Sealink filed the suit against Countrywide in New York State Supreme Court yesterday, seeking unspecified compensatory, rescissory and punitive damages. Sealink is a fund created to manage Landesbank Sachsen AG’s riskiest assets after the German lender almost collapsed.
“Countrywide was an entity driven by only one purpose --to originate and securitize as many mortgage loans as possible into” mortgage-backed securities “to generate profits for the Countrywide defendants, without regard to the investors that relied on the critical, false information provided to them with respect to the related certificates,” lawyers for Sealink said in the lawsuit.
Sealink filed a similar suit yesterday in the same court against JPMorgan Chase & Co. over $2.4 billion worth of residential mortgage-backed securities purchased between 2005 and 2007.
“This appears to be another sophisticated investor looking for someone to blame for investment losses suffered due to a downturn in the economy,” Lawrence Grayson, a spokesman for Bank of America, said in an e-mail. “We will vigorously defend this lawsuit.”
SachsenLB, a state-owned lender, received a 17.3 billion- euro ($23.2 billion) bailout in 2007 to support an investment vehicle that ran out of funding amid the credit crunch. Saxony agreed a week later to sell the bank to Landesbank Baden- Wuerttemberg to avoid closure. As part of the agreement, the state guaranteed to cover as much as 2.75 billion euros in possible losses from investments backed by assets including U.S. subprime mortgages that were placed in Sealink.
In separate lawsuits filed yesterday in New York state court, JPMorgan Chase and Barclays Capital Inc. were also sued by investors, accused of misrepresenting the quality of the loans underlying their securities.
Barclays was sued over the sale of $123 million in mortgage-backed securities to HSH Nordbank AG, a German lender. JPMorgan was sued by LBBW, which purchased more than $500 million worth of mortgage bonds, according to the complaint.
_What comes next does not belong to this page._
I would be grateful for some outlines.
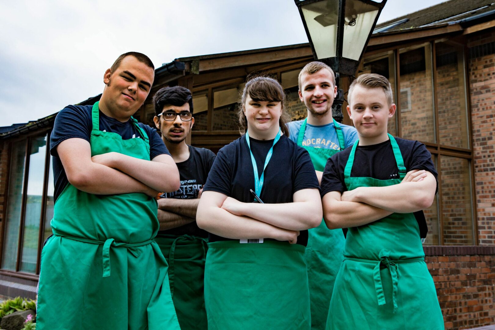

Lawyers for HSH Nordbank said in the suit that the bank’s current damages are at least $40 million.
Kristin Friel, a Barclays spokeswoman, declined to comment. Jennifer Zuccarelli, a spokeswoman for New York-based JPMorgan, declined to comment on the lawsuits, saying the company hadn’t seen the complaints.
“Defendants routinely ignored the pervasive defects that their due diligence identified in the loans they had purchased for securitization,” LBBW said. “Defendants deliberately concealed these defects from plaintiffs and other investors in order to increase their own profits.”
Pools of home loans securitized into bonds were a central part of the housing bubble that helped send the U.S. into the biggest recession since the 1930s. The housing market collapsed, and the crisis swept up lenders and investment banks as the market for the securities evaporated.
Faulty mortgages and foreclosure abuses have cost the nation’s five biggest home lenders at least $65.7 billion, according to a tally by Bloomberg News, and new claims may push the industrywide total to twice that amount.
The cases are Sealink Funding Ltd. vs. Countrywide Financial Corp., 652679/2011, New York State Supreme Court, New York County (Manhattan); Sealink Funding Ltd. vs. Bear Stearns & Co. Inc., 652681/2011, New York State Supreme Court, New York County, Manhattan.